While attending Cornell she worked in the print room at the Herbert F. Johnson Museum of Art and “got hooked” on museums. Janet found the job to be a perfect way of bringing together her interests in art history and the actual art objects and knew she wanted to work in museums from that time forward.


 

In New York Janet worked as conservation assistant in the division of drawings and archives at the Avery Architectural and Fine Arts Library at Columbia University , and as the Collection Manager of the Printmaking Workshop.

When Janet began her career at SFMOMA as a curatorial assistant, she had the good fortune of working with the 4 curatorial departments (painting and sculpture, photography, architecture and design, and media arts) giving her the opportunity to learn from curators in each of those fields.

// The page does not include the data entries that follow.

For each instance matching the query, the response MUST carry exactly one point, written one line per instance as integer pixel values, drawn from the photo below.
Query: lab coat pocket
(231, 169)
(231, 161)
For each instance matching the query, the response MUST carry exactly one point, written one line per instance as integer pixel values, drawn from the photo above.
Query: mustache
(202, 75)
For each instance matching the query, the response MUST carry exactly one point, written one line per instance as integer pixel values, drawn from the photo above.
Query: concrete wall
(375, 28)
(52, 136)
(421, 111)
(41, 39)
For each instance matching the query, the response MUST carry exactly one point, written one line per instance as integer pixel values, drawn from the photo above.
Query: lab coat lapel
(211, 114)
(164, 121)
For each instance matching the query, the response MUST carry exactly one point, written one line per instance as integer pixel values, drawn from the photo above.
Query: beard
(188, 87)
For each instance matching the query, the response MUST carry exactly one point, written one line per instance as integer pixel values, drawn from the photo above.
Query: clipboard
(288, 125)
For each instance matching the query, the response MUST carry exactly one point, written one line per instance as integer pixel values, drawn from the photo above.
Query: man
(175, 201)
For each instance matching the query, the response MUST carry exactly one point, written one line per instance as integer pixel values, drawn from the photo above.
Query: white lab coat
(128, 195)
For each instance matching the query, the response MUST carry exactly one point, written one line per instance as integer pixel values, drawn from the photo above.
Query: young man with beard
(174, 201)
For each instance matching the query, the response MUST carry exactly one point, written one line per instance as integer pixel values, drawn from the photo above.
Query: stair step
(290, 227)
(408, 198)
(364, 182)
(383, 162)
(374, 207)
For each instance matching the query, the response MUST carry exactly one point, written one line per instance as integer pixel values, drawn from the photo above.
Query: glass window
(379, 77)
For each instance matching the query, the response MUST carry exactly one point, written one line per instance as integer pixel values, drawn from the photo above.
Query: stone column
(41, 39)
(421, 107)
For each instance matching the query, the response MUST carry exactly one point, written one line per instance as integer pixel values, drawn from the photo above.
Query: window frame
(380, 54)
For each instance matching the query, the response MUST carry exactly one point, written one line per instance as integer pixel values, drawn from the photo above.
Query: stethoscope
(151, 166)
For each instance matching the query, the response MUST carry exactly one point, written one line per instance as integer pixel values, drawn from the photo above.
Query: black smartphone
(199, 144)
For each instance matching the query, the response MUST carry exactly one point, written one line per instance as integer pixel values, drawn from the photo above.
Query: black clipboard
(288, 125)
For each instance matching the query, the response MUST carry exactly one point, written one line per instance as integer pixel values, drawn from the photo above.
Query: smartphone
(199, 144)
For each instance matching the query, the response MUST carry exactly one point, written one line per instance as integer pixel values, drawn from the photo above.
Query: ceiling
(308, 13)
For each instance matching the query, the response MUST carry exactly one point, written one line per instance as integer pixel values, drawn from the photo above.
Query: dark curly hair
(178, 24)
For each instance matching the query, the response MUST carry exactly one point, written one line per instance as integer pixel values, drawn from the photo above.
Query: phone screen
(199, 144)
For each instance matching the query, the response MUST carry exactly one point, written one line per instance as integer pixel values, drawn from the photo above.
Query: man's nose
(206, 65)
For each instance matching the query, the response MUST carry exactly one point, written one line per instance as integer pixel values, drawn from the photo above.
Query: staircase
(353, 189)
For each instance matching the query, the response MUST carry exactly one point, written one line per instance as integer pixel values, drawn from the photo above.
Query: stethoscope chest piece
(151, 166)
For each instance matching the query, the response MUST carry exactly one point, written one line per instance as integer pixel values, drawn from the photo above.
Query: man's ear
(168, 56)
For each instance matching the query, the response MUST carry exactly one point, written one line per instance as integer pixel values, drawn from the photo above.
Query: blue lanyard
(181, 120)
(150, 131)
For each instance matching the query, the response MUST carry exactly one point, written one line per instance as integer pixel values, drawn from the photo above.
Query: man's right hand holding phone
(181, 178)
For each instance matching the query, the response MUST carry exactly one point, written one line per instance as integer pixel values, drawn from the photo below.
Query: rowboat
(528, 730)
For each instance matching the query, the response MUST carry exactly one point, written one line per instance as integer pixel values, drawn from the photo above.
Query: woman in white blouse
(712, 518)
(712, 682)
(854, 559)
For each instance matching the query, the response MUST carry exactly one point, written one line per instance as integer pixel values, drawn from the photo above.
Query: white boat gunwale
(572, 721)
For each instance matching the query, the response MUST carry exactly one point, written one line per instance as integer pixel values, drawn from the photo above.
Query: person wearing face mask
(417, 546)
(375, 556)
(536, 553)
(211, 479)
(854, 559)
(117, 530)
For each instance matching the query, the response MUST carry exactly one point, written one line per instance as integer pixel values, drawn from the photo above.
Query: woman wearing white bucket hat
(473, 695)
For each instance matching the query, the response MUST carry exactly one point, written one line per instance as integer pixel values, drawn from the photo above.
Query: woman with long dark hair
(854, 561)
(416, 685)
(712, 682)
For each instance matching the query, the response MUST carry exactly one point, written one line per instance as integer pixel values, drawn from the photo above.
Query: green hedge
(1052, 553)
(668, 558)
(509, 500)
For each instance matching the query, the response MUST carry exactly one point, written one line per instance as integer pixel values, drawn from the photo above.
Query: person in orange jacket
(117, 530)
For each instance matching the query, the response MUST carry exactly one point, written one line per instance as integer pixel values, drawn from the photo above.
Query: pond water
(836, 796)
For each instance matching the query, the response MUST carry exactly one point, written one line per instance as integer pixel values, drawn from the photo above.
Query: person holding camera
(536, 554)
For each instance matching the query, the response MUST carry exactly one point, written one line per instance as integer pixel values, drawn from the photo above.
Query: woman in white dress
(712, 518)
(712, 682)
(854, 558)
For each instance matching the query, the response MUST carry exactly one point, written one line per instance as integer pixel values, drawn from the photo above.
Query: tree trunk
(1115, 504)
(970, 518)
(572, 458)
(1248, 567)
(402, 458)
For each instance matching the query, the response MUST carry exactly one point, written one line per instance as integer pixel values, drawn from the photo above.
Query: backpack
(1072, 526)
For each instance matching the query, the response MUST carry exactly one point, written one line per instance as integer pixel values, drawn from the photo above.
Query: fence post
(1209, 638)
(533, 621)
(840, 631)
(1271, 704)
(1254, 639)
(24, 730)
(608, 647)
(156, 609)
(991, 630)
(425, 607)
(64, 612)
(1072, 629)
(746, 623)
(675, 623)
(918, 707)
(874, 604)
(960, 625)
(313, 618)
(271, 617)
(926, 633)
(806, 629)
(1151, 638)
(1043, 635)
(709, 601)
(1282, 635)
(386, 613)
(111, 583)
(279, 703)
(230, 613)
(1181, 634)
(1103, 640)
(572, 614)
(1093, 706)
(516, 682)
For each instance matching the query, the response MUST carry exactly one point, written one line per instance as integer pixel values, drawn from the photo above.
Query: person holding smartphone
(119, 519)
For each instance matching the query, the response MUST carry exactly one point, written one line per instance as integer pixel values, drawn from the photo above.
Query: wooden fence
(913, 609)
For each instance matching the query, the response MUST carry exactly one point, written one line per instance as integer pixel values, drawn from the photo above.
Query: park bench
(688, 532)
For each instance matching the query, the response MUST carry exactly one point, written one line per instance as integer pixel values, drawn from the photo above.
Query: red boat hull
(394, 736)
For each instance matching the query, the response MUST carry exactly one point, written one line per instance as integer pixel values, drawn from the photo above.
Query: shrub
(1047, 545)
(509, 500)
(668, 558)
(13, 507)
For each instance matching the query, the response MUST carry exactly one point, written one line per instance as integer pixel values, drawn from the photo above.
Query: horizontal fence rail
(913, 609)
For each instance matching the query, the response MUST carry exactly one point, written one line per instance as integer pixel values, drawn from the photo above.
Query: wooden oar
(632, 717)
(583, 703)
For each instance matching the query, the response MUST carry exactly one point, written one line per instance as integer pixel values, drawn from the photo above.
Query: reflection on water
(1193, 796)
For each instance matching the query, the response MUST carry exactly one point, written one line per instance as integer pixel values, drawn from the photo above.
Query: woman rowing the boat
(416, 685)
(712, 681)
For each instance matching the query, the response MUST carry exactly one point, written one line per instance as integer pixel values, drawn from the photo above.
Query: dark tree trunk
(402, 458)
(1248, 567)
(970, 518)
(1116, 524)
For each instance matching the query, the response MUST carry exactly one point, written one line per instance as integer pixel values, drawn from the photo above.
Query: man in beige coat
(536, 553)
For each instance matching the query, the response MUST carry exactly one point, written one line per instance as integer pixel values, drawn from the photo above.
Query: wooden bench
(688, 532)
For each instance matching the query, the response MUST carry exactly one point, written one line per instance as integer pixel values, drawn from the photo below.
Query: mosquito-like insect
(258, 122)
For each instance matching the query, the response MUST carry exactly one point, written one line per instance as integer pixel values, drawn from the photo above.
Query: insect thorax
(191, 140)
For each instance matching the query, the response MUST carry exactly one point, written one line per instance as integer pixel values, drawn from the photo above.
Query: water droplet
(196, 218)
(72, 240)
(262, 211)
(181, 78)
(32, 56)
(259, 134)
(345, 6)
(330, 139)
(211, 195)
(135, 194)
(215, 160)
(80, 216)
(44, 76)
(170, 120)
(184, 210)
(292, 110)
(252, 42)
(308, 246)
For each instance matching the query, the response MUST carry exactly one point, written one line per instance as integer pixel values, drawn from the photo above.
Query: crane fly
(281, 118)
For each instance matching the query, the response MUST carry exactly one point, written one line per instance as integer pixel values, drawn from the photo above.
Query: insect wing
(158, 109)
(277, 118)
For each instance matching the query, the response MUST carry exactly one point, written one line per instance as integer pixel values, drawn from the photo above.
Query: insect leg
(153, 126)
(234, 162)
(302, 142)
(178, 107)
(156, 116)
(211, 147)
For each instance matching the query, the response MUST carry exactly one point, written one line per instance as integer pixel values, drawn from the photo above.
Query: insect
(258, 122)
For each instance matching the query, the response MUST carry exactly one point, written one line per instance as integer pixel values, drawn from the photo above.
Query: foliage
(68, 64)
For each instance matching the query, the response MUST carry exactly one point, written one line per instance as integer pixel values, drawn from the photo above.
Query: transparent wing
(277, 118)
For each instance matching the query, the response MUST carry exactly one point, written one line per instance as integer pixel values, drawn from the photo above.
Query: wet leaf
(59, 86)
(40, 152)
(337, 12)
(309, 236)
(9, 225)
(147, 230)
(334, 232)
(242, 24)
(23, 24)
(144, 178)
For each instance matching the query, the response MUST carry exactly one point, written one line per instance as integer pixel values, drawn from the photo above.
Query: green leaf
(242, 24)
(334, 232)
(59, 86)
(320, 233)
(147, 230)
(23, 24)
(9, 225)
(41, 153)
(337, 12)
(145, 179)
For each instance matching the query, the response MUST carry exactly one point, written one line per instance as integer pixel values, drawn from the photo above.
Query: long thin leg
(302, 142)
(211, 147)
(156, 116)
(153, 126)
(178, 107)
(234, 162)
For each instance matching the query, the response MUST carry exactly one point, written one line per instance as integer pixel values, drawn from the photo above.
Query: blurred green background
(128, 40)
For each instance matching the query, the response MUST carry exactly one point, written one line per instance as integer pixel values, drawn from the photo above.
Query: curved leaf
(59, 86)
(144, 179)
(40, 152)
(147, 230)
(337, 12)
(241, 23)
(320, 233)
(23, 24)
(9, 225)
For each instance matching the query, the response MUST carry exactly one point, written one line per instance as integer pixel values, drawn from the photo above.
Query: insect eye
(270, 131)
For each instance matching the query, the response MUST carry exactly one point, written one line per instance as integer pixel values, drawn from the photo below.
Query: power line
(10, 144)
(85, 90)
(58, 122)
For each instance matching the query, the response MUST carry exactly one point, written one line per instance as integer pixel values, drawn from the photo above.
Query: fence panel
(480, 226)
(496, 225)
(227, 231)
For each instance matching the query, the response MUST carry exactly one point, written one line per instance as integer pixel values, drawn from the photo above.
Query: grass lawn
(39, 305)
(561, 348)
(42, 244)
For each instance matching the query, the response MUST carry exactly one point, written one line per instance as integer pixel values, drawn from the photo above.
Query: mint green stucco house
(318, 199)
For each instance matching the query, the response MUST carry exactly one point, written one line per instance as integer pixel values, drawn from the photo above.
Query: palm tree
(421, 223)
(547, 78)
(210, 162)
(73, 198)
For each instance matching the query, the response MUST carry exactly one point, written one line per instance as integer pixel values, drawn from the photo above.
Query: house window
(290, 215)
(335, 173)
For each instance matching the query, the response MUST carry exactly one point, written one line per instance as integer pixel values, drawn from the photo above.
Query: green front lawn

She says one of the most exciting aspects of working as a contemporary art curator is having the opportunity to work with living artists.

Janet describes her function as a curator for a collecting institution as being involved in both building the collection (working to identify exceptional works of art to purchase for the collection and reviewing  proposed gifts to the museum), and organizing exhibitions (presentations of the permanent collection, in-house special exhibitions, and hosting exhibitions organized by other institutions).

When organizing an exhibition, Janet is looking for artists of extraordinary talent whose work merits a fresh look. When putting together a group show she might look for themes that run through artists’ works, considering our cultural moment.

Tracking the pieces for shows can involve a fair amount of detective work.  For one show that Janet organized, a painting that was sold in the Bay Area in the 1960s was eventually found on a dining room wall in the South of France after changing hands several times in the interim.

Recent exhibitions that Janet enjoyed working on at SFMOMA have been the 2006 SECA Art Award, featuring work by Sarah Cain, Kota Ezawa, Amy Franceschini, Mitzi Pederson, and Leslie Shows-five artists all born in the 1970s who Janet considers among the most engaging young artists working in the Bay Area today.  Other favorite SFMOMA exhibitions include Robert  Bechtle: A Retrospective, Fact/Fiction: Contemporary Art that Walks the Line, and 010101: Art in Technological Times, as well as Take 2: Women Revisiting Art History, which she organized for the Mills College Art Museum.

Janet recommends:
the PBS Series titled Art 21A collection of interviews with contemporary artists on DVD and VHS that are accompanied by books.